Feature Selection: Identifying the most important features can guide future data collection efforts and potentially simplify the model.
We'll use the Decision Tree's built-in feature importance metric, which measures the average reduction in entropy when a particular feature is used for splitting.
The following code will:
The horizontal bar chart provides a visual representation of the relative importance of each feature, while the printed values give us precise numerical data.
# Feature importance
importances = clf.feature_importances_
feature_names = X.columns
# Sort feature importances in descending order
sorted_idx = np.argsort(importances)
sorted_importances = importances[sorted_idx]
sorted_feature_names = feature_names[sorted_idx]
# Plot feature importances as a horizontal bar graph
plt.figure(figsize=(8, 4))
y_pos = np.arange(len(sorted_feature_names))

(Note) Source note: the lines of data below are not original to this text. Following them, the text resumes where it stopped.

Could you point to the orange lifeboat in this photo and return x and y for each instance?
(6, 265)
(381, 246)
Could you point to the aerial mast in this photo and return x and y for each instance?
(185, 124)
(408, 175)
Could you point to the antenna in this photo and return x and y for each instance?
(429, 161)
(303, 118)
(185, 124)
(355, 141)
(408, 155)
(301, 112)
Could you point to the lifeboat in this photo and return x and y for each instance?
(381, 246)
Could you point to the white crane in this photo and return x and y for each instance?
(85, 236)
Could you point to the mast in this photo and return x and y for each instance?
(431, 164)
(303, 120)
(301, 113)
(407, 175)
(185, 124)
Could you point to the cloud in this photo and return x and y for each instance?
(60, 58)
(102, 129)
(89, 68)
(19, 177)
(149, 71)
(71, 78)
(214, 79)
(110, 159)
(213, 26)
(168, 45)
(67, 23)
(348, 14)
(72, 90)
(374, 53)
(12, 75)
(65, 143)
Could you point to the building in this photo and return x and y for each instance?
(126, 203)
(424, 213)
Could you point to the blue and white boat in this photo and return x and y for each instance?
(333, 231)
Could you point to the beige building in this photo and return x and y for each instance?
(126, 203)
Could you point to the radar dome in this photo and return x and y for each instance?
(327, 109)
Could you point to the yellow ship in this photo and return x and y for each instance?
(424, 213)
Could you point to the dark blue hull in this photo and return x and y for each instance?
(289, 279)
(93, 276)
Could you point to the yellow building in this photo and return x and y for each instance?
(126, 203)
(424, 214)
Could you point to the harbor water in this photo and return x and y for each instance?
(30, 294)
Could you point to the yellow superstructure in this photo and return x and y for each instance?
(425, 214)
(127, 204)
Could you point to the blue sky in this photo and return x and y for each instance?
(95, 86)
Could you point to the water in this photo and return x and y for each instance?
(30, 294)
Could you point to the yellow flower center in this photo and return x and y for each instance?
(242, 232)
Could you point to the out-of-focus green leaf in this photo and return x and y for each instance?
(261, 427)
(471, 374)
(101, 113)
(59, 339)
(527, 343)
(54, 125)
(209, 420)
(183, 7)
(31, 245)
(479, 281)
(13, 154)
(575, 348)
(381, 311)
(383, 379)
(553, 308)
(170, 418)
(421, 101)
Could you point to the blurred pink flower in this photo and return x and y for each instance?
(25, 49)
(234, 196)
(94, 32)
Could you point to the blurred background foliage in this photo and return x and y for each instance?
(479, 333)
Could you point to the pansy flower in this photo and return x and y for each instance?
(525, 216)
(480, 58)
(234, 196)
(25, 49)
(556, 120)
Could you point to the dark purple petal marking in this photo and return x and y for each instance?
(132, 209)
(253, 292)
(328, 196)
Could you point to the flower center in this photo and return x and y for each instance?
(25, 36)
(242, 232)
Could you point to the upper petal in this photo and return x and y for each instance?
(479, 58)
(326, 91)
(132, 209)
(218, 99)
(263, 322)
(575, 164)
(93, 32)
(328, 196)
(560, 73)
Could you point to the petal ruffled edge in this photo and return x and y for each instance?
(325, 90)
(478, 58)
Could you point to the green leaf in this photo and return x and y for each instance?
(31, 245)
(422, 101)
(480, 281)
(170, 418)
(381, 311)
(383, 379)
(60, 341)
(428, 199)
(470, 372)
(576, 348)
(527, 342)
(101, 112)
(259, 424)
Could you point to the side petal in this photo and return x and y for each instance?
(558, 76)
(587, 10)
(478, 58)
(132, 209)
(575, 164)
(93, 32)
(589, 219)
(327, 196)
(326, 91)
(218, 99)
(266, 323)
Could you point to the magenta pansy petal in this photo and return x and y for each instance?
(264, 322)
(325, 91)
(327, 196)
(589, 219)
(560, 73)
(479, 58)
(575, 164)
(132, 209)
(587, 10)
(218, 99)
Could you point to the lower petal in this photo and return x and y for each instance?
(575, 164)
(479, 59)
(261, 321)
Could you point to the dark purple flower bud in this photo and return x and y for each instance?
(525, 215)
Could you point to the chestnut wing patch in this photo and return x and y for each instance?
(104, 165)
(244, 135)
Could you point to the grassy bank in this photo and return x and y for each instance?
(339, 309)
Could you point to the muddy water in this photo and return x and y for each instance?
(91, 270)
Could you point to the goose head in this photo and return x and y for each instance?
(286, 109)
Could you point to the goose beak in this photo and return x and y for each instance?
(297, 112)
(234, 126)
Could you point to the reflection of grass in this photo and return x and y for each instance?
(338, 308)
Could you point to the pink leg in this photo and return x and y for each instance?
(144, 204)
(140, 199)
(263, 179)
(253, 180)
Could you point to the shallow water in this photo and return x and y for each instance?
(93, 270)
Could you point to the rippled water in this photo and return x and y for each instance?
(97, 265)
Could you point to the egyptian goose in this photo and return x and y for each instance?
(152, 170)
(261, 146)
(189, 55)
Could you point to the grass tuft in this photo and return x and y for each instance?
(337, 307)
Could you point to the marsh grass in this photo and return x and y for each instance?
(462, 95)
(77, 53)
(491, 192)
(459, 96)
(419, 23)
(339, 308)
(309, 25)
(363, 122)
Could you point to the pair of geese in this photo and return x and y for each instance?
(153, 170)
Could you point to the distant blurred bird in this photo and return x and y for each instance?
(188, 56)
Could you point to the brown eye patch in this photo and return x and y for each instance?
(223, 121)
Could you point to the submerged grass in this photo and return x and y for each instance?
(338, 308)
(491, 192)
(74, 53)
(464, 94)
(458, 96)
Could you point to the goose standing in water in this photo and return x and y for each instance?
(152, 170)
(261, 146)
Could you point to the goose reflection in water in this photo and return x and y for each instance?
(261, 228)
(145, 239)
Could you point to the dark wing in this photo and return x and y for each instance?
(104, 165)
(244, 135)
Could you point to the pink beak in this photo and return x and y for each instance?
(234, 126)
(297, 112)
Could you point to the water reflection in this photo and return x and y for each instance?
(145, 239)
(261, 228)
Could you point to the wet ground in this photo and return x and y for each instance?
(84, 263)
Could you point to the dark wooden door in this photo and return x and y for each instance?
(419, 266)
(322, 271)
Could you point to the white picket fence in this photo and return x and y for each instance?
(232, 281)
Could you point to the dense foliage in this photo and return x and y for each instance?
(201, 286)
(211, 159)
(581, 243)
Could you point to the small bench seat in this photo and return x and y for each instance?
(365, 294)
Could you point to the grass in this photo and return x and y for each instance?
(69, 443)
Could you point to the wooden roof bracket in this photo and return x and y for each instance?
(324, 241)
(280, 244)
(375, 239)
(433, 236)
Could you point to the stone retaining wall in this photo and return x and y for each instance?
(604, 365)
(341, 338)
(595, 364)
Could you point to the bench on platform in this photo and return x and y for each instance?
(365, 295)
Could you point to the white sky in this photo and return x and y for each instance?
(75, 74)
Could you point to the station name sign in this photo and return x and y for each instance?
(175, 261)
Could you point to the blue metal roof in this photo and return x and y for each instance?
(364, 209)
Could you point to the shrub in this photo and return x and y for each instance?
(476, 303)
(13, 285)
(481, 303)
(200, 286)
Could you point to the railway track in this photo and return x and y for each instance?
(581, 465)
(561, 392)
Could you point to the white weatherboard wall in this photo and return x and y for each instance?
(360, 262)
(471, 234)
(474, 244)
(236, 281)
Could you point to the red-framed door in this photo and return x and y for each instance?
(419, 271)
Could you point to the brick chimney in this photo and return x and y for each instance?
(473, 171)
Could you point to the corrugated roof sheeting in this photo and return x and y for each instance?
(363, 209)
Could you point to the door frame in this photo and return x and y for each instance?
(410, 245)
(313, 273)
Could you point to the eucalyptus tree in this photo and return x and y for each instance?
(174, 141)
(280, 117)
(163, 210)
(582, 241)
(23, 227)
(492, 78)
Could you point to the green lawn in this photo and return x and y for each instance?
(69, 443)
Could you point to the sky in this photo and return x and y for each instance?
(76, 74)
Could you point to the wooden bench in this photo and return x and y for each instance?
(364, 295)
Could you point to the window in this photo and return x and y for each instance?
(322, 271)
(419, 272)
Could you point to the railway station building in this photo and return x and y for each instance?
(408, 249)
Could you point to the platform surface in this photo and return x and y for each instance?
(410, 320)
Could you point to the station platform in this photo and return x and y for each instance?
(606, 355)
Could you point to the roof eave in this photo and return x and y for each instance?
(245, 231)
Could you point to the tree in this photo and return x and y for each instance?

plt.barh(y_pos, sorted_importances)
plt.yticks(y_pos, sorted_feature_names)
plt.xlabel('Importance')
plt.title('Feature Importance')
plt.tight_layout()
plt.show()
# Print feature importances
print("\nFeature Importances:")
for name, importance in sorted(zip(feature_names, importances), key=lambda x: x[1], reverse=True):
print("--"+f"{name}: {importance:.4f}")
Feature Importances: --hr_mean: 0.6134 --accel_mean: 0.0720 --hr_max: 0.0443 --accel_std: 0.0435 --hrv_rmssd: 0.0423 --hr_min: 0.0415 --accel_dominant_freq: 0.0270 --accel_min: 0.0265 --hrv_sdnn: 0.0261 --accel_median: 0.0259 --accel_max: 0.0231 --hr_std: 0.0145 --hrv_pnn50: 0.0000
In many real-world scenarios, we encounter datasets where the distribution of classes is not equal. This is known as class imbalance. For example, in medical diagnosis, the number of healthy patients might vastly outnumber those with a rare condition. In our sleep stage classification, we're simulating a scenario where "Wakefulness" is much more common than "REM" or "NREM" stages.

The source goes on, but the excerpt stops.